Normal people have a sense of order, including pecking order. If I were more inclined to try to prove myself in the human pecking order, my behaviours would just be considered anti-social. Because the drama required to break through the shell of human understanding would take crisis level outbursts.
This happens in so many jobs. No one is shown how to take initiative. They are not shown and do not actually want to. Those who take positions of leadership seems to have to (in a sense) age into it only by accumulating a large body of passive experience, and having that shape one are they considered fit to occupy those positions.

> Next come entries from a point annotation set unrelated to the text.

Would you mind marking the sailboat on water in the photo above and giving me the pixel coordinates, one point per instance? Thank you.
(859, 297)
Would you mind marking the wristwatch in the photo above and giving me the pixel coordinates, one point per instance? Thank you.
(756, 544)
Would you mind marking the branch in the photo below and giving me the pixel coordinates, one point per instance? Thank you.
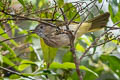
(16, 73)
(96, 40)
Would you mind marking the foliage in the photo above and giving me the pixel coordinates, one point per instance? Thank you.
(24, 55)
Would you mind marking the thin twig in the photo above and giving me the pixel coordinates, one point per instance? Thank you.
(96, 40)
(16, 73)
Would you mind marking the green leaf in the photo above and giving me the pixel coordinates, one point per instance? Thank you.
(7, 47)
(9, 62)
(68, 65)
(99, 1)
(70, 11)
(7, 37)
(80, 47)
(113, 62)
(24, 64)
(115, 14)
(67, 57)
(22, 2)
(14, 76)
(60, 3)
(49, 53)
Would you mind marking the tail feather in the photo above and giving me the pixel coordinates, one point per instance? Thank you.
(99, 22)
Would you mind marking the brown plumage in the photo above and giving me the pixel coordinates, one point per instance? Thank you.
(52, 39)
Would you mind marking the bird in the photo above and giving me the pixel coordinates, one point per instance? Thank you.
(53, 38)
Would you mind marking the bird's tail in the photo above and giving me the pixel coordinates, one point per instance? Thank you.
(98, 22)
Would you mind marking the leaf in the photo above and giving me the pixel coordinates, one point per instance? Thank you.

Maybe this is why people take offence when a young and fresh boss turns up instead of old mister so and so. It is not easy leading those who are older than you. Yes.
Due to my own condition, though I am perhaps early middle age, my flesh and blood has moved into some states humans equate only with advanced biological maturity. Other aspects of my physical condition prevent aspects of that same supposed maturation. My nerves won’t myelinate properly so I don’t show a speed up when performing habituated tasks.
No wrinkles? I do have fewer wrinkles than a man my age, but I am not wrinkle free. But I have creases on my finger tips that are apparently seen in a seventy year old.
I always thought laugh lines were attractive and so are crows feet. Our habits do engrain in our faces over time. They do more than that.
Even if you refuse to accept the possibility of another person reading your neural pattern, they manifest in a subtle rhythm that shows up in your body language. This is even more pronounced when you are standing still and doing nothing. I do sometimes wish people would actually stand still. It’s like standing on a dance floor full of speed freaks. They just don’t stop their rhythms.
Your thoughts are welcome. Be well friends.